Question

Multiplication of huge massive of numbers in python

I'm working on a small python program for myself and I need an algorithm for fast multiplication of a huge array with numbers (over 660 000 numbers, each is 9 digits). The result number is over 4 millions digits. Currently I'm using math.prod, which calculates it in ~10 minutes, but that's too slow, especially if I want to increase amount of numbers.

I checked some algorithms for faster multiplications, for example Schönhage–Strassen algorithm and Toom–Cook multiplication, but I didn't understand how they works or how to make them. I tried some versions that I've found on the internet, but they're not working too well and are even slower. I wonder if someone knows how to multiplicate these amounts of numbers faster, or could explain how to use some math to do this?

5 218 5

1 Jan 1970

Solution

There are two keys to making this fast. First, using the fastest mult implementation you can get. For "sufficiently large" multiplicands, Python's Karatsuba mult is O(n^1.585). The decimal module's much fancier NTT mult is more like O(n log n). But fastest of all is to install the gmpy2 extension package, which wraps GNU's GMP library, whose chief goal is peak speed. That has essentially the same asymptotics as decimal mult, but with a smaller constant factor.

Second, the advanced mult algorithms work best when multiplying two large ints of about the same size (number of bits). You can leave that to luck, or, as below, you can force it by using a priority queue and, at each step, multiplying the "two smallest" partial products remaining.

from gmpy2 import mpz
from heapq import heapreplace, heappop, heapify

# Assuming your input ints are in `xs`.
mpzs = list(map(mpz, xs))
heapify(mpzs)
for _ in range(len(mpzs) - 1):
    heapreplace(mpzs, heappop(mpzs) * mpzs[0])
assert len(mpzs) == 1
# the result is mpzs[0]

That's the code I'd use. Note that the cost of recursion (which this doesn't use) is trivial compared to the cost of huge-int arithmetic. Heap operations are more expensive than recursion, but still relatively cheap, and can waaaaay more than repay their cost if the input is in an order such that the "by luck" methods aren't lucky enough.

2024-07-16

Tim Peters

Solution

math.prod will accumulate a product one number at a time. You can do better by recursively dividing the list, taking the product of each half, for example, which reduces the size of the intermediate products.

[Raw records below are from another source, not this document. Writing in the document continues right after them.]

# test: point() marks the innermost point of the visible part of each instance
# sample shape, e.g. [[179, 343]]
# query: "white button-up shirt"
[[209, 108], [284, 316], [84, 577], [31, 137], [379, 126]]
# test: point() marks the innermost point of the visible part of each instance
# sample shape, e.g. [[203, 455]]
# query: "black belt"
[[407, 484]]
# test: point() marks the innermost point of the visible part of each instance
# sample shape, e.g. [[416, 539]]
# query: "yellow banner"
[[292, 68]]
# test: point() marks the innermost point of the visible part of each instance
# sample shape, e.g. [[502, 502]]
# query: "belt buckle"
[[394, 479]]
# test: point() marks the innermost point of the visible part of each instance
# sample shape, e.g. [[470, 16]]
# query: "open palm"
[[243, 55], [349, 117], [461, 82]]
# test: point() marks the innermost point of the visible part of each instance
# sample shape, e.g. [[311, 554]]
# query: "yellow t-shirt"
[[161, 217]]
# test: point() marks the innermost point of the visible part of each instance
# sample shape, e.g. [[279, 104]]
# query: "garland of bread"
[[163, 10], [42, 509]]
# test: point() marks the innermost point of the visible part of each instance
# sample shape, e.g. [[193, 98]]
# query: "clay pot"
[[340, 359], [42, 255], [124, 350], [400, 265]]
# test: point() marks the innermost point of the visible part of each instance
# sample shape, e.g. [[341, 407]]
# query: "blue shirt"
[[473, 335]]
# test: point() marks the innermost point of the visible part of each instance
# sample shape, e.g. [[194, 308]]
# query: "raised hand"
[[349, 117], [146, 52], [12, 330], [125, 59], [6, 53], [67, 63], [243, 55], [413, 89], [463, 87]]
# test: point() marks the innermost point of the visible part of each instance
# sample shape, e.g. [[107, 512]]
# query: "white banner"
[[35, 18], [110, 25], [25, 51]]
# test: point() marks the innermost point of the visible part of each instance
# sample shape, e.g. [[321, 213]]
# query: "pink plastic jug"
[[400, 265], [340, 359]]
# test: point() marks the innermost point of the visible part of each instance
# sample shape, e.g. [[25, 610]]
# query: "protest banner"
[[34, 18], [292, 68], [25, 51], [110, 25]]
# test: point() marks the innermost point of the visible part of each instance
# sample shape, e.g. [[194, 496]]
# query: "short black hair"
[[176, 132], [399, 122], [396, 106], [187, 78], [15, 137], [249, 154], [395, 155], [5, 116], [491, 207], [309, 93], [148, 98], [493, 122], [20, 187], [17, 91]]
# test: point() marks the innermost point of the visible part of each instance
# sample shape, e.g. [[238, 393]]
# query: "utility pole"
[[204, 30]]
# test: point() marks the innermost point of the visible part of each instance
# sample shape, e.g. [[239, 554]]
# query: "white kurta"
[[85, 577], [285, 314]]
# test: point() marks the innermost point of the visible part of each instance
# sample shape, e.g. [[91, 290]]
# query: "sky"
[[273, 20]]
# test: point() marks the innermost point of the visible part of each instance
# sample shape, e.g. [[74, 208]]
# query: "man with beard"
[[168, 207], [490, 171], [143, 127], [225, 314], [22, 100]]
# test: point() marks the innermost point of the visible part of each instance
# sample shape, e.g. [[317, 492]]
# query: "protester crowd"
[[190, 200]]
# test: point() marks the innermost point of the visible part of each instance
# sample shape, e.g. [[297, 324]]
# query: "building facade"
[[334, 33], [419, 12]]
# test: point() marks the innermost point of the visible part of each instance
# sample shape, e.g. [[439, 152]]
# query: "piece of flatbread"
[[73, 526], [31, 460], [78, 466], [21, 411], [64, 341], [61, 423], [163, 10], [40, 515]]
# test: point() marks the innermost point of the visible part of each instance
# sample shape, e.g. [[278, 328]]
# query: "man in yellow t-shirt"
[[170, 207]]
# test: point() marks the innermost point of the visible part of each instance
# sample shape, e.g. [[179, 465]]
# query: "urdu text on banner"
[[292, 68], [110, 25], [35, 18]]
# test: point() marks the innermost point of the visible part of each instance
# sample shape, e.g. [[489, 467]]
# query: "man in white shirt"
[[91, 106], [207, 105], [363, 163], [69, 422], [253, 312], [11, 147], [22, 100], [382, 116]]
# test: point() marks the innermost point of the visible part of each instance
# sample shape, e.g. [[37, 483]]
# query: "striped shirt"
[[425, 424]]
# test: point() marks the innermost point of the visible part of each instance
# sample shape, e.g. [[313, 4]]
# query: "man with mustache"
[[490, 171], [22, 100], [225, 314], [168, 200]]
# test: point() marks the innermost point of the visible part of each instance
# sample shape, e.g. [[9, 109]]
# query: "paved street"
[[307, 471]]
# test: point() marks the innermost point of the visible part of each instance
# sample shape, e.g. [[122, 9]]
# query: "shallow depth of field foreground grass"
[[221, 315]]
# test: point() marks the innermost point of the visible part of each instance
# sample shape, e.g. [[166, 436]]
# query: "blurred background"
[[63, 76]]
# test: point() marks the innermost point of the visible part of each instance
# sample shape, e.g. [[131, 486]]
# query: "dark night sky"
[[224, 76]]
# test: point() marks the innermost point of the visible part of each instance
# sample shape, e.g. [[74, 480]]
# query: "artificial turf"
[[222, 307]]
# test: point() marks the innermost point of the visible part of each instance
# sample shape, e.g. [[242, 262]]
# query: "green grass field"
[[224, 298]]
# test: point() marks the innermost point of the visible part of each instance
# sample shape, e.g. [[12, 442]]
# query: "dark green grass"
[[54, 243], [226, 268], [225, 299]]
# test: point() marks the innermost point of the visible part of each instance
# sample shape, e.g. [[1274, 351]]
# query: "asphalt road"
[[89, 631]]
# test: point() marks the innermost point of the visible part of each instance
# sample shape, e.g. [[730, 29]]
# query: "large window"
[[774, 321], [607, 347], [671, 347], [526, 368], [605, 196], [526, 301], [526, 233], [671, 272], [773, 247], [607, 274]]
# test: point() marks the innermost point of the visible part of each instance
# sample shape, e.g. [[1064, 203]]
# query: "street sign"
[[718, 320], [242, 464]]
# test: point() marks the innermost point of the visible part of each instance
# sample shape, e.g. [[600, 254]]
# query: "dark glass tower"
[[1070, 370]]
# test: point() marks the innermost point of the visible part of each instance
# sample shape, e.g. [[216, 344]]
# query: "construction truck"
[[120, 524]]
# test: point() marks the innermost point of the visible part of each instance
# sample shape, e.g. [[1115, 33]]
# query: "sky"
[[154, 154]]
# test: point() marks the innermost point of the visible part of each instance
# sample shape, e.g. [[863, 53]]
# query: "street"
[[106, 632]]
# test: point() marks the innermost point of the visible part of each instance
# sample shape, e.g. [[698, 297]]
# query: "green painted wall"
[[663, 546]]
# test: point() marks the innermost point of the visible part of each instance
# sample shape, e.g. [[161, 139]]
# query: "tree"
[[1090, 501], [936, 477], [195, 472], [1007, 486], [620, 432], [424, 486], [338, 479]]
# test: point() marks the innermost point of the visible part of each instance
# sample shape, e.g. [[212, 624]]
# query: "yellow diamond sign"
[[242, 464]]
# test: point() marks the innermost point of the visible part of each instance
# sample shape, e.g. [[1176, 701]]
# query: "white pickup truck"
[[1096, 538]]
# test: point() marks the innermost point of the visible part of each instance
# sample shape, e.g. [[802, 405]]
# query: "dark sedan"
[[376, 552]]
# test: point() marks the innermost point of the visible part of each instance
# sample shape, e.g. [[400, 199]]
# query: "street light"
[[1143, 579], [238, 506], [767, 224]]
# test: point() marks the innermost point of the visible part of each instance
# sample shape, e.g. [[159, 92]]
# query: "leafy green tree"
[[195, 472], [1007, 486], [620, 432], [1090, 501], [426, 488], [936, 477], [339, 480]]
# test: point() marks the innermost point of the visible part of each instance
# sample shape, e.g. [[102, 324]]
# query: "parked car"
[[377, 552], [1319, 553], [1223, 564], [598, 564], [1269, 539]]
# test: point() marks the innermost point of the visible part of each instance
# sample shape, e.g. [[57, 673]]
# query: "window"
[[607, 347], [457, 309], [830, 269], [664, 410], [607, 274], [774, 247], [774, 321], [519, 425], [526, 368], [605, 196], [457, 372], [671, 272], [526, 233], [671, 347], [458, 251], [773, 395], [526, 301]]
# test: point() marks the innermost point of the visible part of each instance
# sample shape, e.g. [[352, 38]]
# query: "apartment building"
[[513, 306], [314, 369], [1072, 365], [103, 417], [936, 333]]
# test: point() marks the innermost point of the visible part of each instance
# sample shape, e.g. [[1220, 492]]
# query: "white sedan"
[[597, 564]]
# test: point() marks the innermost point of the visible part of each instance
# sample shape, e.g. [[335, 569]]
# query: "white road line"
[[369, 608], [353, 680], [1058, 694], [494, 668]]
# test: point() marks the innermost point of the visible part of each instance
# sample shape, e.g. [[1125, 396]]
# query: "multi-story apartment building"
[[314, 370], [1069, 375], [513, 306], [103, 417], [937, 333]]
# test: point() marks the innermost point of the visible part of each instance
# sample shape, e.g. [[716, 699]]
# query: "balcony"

This runs in a few seconds for me:

import math


def recursive_prod(ns, r):
    if len(r) <= 10:  # arbitrary small base case
        return math.prod(ns[i] for i in r)

    split_at = len(r) // 2
    return recursive_prod(ns, r[:split_at]) * recursive_prod(ns, r[split_at:])


import random
ns = [random.randrange(1_000_000_000) for _ in range(660_000)]
p = recursive_prod(ns, range(len(ns)))

2024-07-16

Ry-

Solution

A tricky one I've been using, always multiplying the oldest two not-yet-multiplied numbers until only one is left:

from operator import mul

def prod(ns):
    ns = list(ns)
    it = iter(ns)
    ns += map(mul, it, it)
    return ns[-1]

About as fast as @Ry-'s. The speed comes from Karatsuba kicking in when multiplying two large numbers instead of one large and one tiny.

And using decimal seems about five times faster due to even faster multiplication algorithms (and has the advantage of being much faster to print in decimal, if you want that):

from operator import mul
from decimal import *

setcontext(Context(prec=MAX_PREC, Emax=MAX_EMAX))

def prod(ns):
    ns = list(map(Decimal, ns))
    it = iter(ns)
    ns += map(mul, it, it)
    return ns[-1]

2024-07-16

no comment